# Looking to rehome a BSH



## Lushgirl84 (Jun 27, 2011)

Loving family would like to adopt a bsh.. Maybe an ex breeding one or pet one, Loving forever home offered


----------



## gloworm*mushroom (Mar 4, 2011)

Lushgirl84 said:


> Loving family would like to adopt a bsh.. Maybe an ex breeding one or pet one, Loving forever home offered


I thought you were looking to buy a show quality pet for showing, in order to find a way into breeding?

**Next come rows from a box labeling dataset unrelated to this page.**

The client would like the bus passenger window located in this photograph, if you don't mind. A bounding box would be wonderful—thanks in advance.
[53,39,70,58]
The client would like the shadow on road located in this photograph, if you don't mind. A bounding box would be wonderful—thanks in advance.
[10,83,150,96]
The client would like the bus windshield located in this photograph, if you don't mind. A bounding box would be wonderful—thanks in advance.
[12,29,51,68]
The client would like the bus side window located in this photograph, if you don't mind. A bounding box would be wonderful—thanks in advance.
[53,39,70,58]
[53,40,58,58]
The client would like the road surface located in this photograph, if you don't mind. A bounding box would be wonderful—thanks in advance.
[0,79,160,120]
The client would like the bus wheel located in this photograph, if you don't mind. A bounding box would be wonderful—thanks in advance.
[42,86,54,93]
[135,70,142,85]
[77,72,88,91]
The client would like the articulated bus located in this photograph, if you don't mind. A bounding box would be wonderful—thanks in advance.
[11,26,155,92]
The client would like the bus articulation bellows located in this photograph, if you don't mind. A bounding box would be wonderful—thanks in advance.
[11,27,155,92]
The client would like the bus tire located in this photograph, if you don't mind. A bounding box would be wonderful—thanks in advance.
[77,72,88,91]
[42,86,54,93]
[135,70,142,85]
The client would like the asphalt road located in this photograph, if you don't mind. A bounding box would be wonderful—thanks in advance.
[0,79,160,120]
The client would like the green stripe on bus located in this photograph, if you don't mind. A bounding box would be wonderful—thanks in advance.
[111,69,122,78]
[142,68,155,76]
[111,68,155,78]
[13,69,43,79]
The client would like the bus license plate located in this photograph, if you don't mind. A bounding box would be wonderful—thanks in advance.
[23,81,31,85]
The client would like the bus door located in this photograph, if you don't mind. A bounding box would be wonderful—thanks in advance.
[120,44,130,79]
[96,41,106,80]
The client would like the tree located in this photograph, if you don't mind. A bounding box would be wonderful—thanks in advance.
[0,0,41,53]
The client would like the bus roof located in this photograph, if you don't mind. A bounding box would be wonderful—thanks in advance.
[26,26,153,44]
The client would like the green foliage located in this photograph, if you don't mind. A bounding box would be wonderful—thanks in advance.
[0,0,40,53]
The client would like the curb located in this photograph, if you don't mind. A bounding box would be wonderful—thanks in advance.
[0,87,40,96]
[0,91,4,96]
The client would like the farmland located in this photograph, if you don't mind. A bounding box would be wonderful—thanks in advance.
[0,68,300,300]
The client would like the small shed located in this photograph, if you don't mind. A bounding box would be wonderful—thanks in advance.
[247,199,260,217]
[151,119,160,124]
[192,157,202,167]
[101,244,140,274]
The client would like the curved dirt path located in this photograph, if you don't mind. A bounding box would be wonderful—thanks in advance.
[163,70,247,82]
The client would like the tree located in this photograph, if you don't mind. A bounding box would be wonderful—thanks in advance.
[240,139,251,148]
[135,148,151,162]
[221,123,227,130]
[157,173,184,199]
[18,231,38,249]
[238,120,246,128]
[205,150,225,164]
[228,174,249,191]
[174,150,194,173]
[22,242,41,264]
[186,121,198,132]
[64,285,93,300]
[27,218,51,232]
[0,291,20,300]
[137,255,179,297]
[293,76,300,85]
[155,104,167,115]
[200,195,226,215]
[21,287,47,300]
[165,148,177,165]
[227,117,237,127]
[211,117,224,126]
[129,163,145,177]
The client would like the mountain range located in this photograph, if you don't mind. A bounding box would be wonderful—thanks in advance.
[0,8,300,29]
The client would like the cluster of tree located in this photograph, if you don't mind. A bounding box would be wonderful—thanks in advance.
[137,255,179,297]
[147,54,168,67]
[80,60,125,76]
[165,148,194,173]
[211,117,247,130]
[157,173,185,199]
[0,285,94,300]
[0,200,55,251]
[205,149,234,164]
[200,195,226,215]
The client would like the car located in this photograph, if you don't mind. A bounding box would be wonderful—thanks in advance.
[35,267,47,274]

Theres an older blue female on http://www.british-shorthairs.co.uk/list/rhm.htm


----------



## Lushgirl84 (Jun 27, 2011)

yes i am but someone said to adopt a bsh and get to know the breed better etc

I have a blue girl kitten lined up now


----------



## kelly-joy (Oct 14, 2008)

I am confused (I know it doesn't take much for me lol) I thought you were setting up a rescue
http://www.petforums.co.uk/cat-rescue-adoption/192502-private-rescue.html
Just a word of advise, please be careful if you intend to have other rescue kittens/cats with your new British short hair kitten because you risk cross infecting them if any of them have any illnesses.


----------



## Lushgirl84 (Jun 27, 2011)

Il be giving that up when she comes to me, as i dont want anything past on to each other.


----------



## Lumboo (Mar 31, 2011)

I have read three different threads from you today all giving various stories. You want to breed BSH, you don't know any breeders to be mentors, you then found an immediate mentor, you have a girl kitten lined up, now you are asking for an older BSH cat for experience, and will give up being a 'rescue' once you get your new cats....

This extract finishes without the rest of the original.